Regeneron to begin trials for COVID-19 antibody cocktail

Biotechnology company Regeneron Pharmaceuticals said today that it is launching a series of clinical trials to test the safety and efficacy of an investigational antibody cocktail for the treatment and prevention of COVID-19.

According to a company press release, Regeneron, of Tarrytown, New York, will conduct placebo-controlled trials of REGN-COV2 at multiple sites in four different populations: hospitalized COVID-19 patients, non-hospitalized patients with COVID-19 symptoms, uninfected people in high-risk groups such as healthcare workers, and uninfected people in close contact with infected patients.

The first two trials will focus on virologic, safety, and clinical end points in hospitalized and non-hospitalized patients.

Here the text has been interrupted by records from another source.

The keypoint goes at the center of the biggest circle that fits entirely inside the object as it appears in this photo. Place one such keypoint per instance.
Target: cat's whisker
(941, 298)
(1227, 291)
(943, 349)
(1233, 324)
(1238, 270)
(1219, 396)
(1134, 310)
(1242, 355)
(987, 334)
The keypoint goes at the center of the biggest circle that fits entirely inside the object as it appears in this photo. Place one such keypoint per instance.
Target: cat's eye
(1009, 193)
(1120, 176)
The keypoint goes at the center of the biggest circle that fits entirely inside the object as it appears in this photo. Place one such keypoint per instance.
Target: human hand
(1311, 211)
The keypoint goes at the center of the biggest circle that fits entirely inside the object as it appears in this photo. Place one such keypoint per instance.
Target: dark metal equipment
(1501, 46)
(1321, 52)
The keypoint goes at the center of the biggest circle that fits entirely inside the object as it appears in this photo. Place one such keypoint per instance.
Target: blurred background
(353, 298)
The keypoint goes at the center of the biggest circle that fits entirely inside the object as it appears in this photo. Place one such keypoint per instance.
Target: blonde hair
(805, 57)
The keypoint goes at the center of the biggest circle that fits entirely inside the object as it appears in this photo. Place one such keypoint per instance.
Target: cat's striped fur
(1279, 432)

Similar to Ebola antibody cocktail

REGN-COV2 consists of two virus-neutralizing antibodies that bind non-competitively to the critical receptor binding domain of the spike protein that SARS-COV-2 (the virus that causes COVOD-19) uses to enter cells. The antibodies were selected from thousands of antibodies produced by mice that have been genetically engineered by the company to have a human-like immune system, and from patients who have recovered from COVID-19.

The hope is that the cocktail of antibodies, which mimic the type of antibodies the human immune system produces if exposed to SARS-CoV-2 or a vaccine, can both prevent and treat coronavirus infections. The company also says preclinical studies indicated that REGN-COV2 may reduce the potential for viral escape, which occurs when a virus mutates to evade the body's immune response.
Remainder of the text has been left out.